In coming years, Berger said he believes the industry will see "unprecedented growth" in flex space, with the world entering a "renaissance period of flexible working" after years of uncertainty.
Digital Revolution
IWG reached a deal to merge some of its key digital assets with Instant Offices, a digital marketplace for office space, in a move made earlier this year that is independent from the flex giant's business. It's expected to result in an initial public offering or some other avenue within the next two years. Berger said he expects the business to upend the flexible office space market.
"Our intention is to build the world's largest digital platform of space," Berger said. "We want to provide accessibility to office space and completely disrupt the business from how it's been operating for the last 100 years."

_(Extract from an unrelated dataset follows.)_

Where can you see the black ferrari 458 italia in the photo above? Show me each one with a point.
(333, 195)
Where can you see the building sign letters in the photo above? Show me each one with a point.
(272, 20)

Whether it's a landlord wanting to market a plug-and-play space or a coworking operator seeking to reach clients, Berger said the platform could act as a booking service for clients. Instant Offices also helps flex providers operate their locations with back-office services. Critics of the merger have said the deal could give IWG a leg up by seeing what has been a fairly opaque industry.
"It's the complete future," he added. "When you look across other businesses and industries with a high-touch human service models that have been disrupted, you see commercial office is the next major sector to do so. People will have the ability, through technology, to access where they want to work that day or if they want to work at different places multiple times a day to book it, pay for it and make it easy."
The app would operate in similar fashion to apps for athletic classes such as ClassPass or StudioHop, where users could book a flex space during a specific time of day or in an area where they find themselves, Berger said.
Instant Offices would face competition from existing companies like DeskPass, the largest on-demand network of flexible workspace in the United States, which expanded into Canada last year. But, for this rapidly growing subset of real estate, IWG has experience to compete from its 33 years of operations.
The office workplace prior to the pandemic had been operating "like it was the industrial revolution for the last 100 years, like we had to go somewhere to manufacture something," Berger said. "But the reality is so many of us are knowledge-based workers, and don't need to be in a physical location to work. You have to bring space to the people."